Last year, Amazon was figuring out where it should offer free same-day delivery service to reach the greatest number of potential Prime customers. So the company did what you’d expect: It used software to analyze all sorts of undisclosed metrics about each neighborhood, ultimately selecting the “best” based on its calculations. But soon journalists discovered that, time and time again, Amazon was excluding black neighborhoods .

It wasn’t on purpose, Amazon claims. Its system never even looked at race. Instead, the software had essentially learned this prejudice through all sorts of other data. It’s a disquieting thought, especially since similar AI software is used by the Justice Department to set a criminal’s bond and assess whether they’re at risk of committing another offense. That software has learned racism, too: It was found to wrongly flag black offenders as high risk for re-offense at twice the rate of white offenders.

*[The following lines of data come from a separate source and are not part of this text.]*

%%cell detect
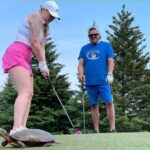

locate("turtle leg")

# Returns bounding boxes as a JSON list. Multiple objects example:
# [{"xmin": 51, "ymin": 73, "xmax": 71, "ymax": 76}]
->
[
  {"xmin": 16, "ymin": 141, "xmax": 26, "ymax": 148},
  {"xmin": 1, "ymin": 140, "xmax": 8, "ymax": 146}
]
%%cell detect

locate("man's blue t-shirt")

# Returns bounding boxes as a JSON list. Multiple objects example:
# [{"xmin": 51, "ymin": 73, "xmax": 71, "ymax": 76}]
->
[{"xmin": 78, "ymin": 41, "xmax": 114, "ymax": 85}]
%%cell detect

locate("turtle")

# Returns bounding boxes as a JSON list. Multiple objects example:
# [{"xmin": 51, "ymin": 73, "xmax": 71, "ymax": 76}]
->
[{"xmin": 0, "ymin": 128, "xmax": 57, "ymax": 148}]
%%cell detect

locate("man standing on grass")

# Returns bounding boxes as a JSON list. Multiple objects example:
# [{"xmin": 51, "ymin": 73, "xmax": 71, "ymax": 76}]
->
[{"xmin": 78, "ymin": 26, "xmax": 116, "ymax": 133}]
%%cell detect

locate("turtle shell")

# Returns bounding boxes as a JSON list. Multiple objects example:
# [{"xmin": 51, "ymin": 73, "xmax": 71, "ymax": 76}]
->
[{"xmin": 10, "ymin": 129, "xmax": 55, "ymax": 143}]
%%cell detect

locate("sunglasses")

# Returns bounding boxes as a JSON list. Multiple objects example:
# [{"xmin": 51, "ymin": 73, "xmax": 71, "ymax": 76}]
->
[{"xmin": 88, "ymin": 33, "xmax": 99, "ymax": 37}]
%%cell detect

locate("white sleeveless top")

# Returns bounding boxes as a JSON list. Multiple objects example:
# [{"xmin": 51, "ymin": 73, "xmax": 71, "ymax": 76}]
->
[{"xmin": 16, "ymin": 18, "xmax": 44, "ymax": 47}]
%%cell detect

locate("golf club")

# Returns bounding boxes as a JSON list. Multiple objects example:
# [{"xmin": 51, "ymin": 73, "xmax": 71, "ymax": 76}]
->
[
  {"xmin": 81, "ymin": 82, "xmax": 85, "ymax": 134},
  {"xmin": 48, "ymin": 78, "xmax": 75, "ymax": 130}
]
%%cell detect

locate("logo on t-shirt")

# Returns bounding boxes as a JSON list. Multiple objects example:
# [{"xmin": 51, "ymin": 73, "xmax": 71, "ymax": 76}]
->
[{"xmin": 87, "ymin": 50, "xmax": 100, "ymax": 60}]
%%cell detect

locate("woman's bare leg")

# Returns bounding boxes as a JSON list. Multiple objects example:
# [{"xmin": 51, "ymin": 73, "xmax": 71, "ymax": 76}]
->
[{"xmin": 9, "ymin": 66, "xmax": 33, "ymax": 130}]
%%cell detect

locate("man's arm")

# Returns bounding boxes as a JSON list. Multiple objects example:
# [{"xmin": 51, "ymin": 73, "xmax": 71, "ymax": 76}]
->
[{"xmin": 108, "ymin": 58, "xmax": 115, "ymax": 73}]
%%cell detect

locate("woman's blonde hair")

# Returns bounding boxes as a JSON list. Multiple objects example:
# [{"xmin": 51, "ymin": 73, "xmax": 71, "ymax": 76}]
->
[{"xmin": 44, "ymin": 24, "xmax": 49, "ymax": 38}]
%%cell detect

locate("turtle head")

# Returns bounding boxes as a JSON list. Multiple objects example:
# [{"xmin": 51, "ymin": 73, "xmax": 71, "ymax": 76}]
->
[{"xmin": 0, "ymin": 128, "xmax": 8, "ymax": 136}]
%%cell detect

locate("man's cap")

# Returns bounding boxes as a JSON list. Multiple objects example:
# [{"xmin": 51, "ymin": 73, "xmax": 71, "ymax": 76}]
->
[{"xmin": 41, "ymin": 0, "xmax": 60, "ymax": 20}]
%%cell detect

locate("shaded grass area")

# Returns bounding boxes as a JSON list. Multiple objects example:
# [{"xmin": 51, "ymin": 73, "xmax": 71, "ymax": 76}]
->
[{"xmin": 0, "ymin": 132, "xmax": 150, "ymax": 150}]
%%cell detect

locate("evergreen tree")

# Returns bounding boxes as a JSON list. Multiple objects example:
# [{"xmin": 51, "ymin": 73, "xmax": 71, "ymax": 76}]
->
[
  {"xmin": 0, "ymin": 38, "xmax": 72, "ymax": 133},
  {"xmin": 106, "ymin": 5, "xmax": 150, "ymax": 131}
]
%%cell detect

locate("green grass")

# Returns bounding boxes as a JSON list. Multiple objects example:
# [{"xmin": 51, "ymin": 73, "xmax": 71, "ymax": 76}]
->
[{"xmin": 0, "ymin": 132, "xmax": 150, "ymax": 150}]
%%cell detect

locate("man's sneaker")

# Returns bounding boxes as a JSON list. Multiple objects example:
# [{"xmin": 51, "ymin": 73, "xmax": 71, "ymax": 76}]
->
[{"xmin": 109, "ymin": 129, "xmax": 116, "ymax": 133}]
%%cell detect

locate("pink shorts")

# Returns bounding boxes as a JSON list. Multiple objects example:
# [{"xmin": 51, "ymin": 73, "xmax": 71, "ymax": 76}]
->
[{"xmin": 2, "ymin": 41, "xmax": 33, "ymax": 76}]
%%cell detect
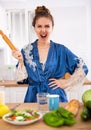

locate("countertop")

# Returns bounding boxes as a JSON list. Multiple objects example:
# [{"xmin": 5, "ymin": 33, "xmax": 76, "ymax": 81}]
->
[
  {"xmin": 0, "ymin": 80, "xmax": 28, "ymax": 87},
  {"xmin": 0, "ymin": 103, "xmax": 91, "ymax": 130},
  {"xmin": 0, "ymin": 79, "xmax": 91, "ymax": 87}
]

Amazon’s biased algorithm, like the Justice Department’s, doesn’t just illustrate how pervasive bias is in technology. It also illustrates how difficult it is to study it. We can’t see inside these proprietary “black box” algorithms from the outside. Sometimes even their creators don’t understand the choices they make.

But what if we could test these algorithms methodically enough from afar to sniff out inherent prejudices? That’s the idea behind Themis. It’s a freely available bit of code that can mimic the process of entering thousands of loan applications or criminal records into a given website or app. By changing specific variables methodically–whether it be race, gender, or something far more abstract–it can spot patterns of prejudice in any web form.

Themis has the potential to help companies build less biased software internally–and give citizen journalists a means to test public platforms like Amazon for bias, too.

Led by University of Massachusetts professors Alexandra Meliou and Yuriy Brun, Themis is like a software data scientist that excels at running its own experiments. “It’s actually using a very fundamental part of the scientific method called ‘causal inference,'” says Brun. “It’s this notion run in statistics that if you just observe the system, you can’t say if someone’s race causes the difference of output, or behavior of software.” But if you can test and observe a system, you can.

That’s actually a lot less complicated than it sounds, says Brun, who walks me through the example of how causal inference works when applying for a loan. “If I run my loan application–I happen to be white–and find software recommends I get a loan, then I can take that same loan application and change just the race,” Brun explains. “Then I ask, what about this application? Can you give this person a loan?” If all other variables on a loan application are the same, and the person is rejected for a loan, then the conclusion is obvious: This loan application is racist.